Thousands of people attended the four-day Manx Litfest, which incorporated a variety of talks from authors, poets and publishers.
Brighton-based author Neil Ansell said: "It was a fantastically organised event and a pleasure to be involved in."
Workshops, book launches and signings were also held throughout the festival.
Mr Ansell, who wrote Deep Country: Five Years in the Welsh Hills, after living for five years on his own, with no electricity, gas or water, continued: "The Isle of Man is a wonderful place with so much to celebrate.
"I have met some incredibly inspiring people at the festival."
Author and photographer Sarah Crowe was on the island at the start of a year-long journey.
The former university lecturer has sold her house, bought a camper van and plans to travel around the British Isles to find the "wild" places.
She said: "It has been an absolute pleasure to visit the Isle of Man and take part in the festival. If I can find more places like this it will be a great adventure."
Liverpool-born author Keith Salmon has self-published a book on his experiences as a Liverpool supporter, including his first hand experience of the Hillsborough disaster.
The writer, who now lives in Onchan said: "It's great for the island. It would have been nice to have a few more faces at some of the free talks, but I am sure it will grow over time. It is a real platform for writers and poets."
Local author, John Quirk came up with the the idea to hold a festival in 2010, after watching a talk by local crime writer Chris Ewan.
He said: "We are so proud of what has been achieved. It has been a steep learning curve.

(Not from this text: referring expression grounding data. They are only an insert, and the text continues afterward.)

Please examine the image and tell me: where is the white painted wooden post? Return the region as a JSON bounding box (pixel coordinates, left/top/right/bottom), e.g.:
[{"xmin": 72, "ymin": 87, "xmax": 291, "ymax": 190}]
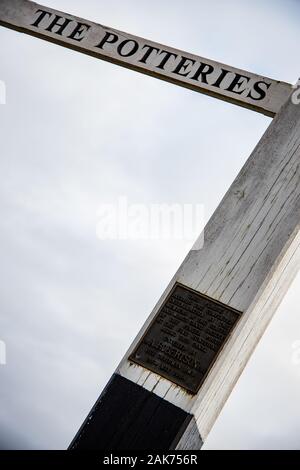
[
  {"xmin": 1, "ymin": 0, "xmax": 299, "ymax": 452},
  {"xmin": 70, "ymin": 92, "xmax": 300, "ymax": 450}
]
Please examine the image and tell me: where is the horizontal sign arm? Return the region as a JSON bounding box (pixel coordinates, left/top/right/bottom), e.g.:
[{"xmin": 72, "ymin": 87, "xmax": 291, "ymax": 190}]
[{"xmin": 0, "ymin": 0, "xmax": 292, "ymax": 116}]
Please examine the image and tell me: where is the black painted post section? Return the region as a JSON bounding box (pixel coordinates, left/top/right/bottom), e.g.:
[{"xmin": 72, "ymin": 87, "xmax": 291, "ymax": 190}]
[
  {"xmin": 69, "ymin": 374, "xmax": 198, "ymax": 450},
  {"xmin": 69, "ymin": 284, "xmax": 241, "ymax": 450}
]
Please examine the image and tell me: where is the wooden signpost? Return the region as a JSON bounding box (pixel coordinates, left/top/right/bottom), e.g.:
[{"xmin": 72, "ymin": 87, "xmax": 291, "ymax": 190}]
[
  {"xmin": 1, "ymin": 0, "xmax": 299, "ymax": 451},
  {"xmin": 0, "ymin": 0, "xmax": 291, "ymax": 116}
]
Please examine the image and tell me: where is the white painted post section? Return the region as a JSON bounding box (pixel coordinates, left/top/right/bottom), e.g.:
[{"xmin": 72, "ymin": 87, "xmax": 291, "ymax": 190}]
[
  {"xmin": 114, "ymin": 92, "xmax": 300, "ymax": 449},
  {"xmin": 1, "ymin": 0, "xmax": 299, "ymax": 451}
]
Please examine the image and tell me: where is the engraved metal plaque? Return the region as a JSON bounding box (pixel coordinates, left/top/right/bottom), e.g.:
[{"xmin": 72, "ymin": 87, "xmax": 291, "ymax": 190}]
[{"xmin": 129, "ymin": 284, "xmax": 241, "ymax": 394}]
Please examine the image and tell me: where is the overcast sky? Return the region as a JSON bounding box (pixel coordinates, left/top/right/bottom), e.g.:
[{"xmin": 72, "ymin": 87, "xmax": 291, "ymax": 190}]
[{"xmin": 0, "ymin": 0, "xmax": 300, "ymax": 450}]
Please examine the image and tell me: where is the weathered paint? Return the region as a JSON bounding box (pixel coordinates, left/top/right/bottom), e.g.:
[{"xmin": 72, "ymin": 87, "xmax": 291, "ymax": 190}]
[
  {"xmin": 0, "ymin": 0, "xmax": 292, "ymax": 116},
  {"xmin": 1, "ymin": 0, "xmax": 299, "ymax": 450},
  {"xmin": 69, "ymin": 374, "xmax": 195, "ymax": 450},
  {"xmin": 116, "ymin": 92, "xmax": 300, "ymax": 448}
]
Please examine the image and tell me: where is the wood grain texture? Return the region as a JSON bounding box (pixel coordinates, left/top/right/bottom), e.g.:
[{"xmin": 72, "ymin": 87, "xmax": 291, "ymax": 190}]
[
  {"xmin": 117, "ymin": 93, "xmax": 300, "ymax": 447},
  {"xmin": 4, "ymin": 0, "xmax": 298, "ymax": 449},
  {"xmin": 69, "ymin": 374, "xmax": 193, "ymax": 450},
  {"xmin": 0, "ymin": 0, "xmax": 291, "ymax": 116}
]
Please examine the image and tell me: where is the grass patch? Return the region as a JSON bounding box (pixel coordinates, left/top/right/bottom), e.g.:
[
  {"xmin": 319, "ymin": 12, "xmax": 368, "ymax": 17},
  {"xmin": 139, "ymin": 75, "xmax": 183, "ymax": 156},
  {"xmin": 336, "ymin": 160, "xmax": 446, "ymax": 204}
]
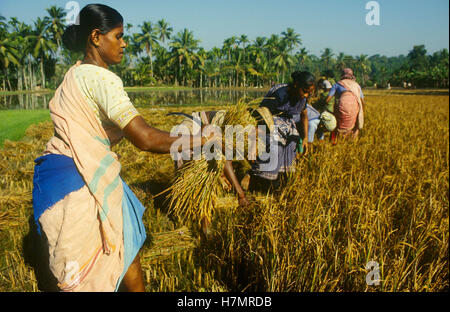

Mr Quirk said the team will sit down for a debrief before working out how the festival can be improved for 2013.
Around 20 authors and poets from all over the British Isles took part. Among those visiting the island were the ex-BBC war correspondent Martin Bell, Tolkien scholar Colin Duriez and literary agent Peter Cox.
The event was funded through a £5,000 grant from the Manx Lottery Trust, as well as support by the Manx Heritage Foundation and the Isle of Man Arts Council.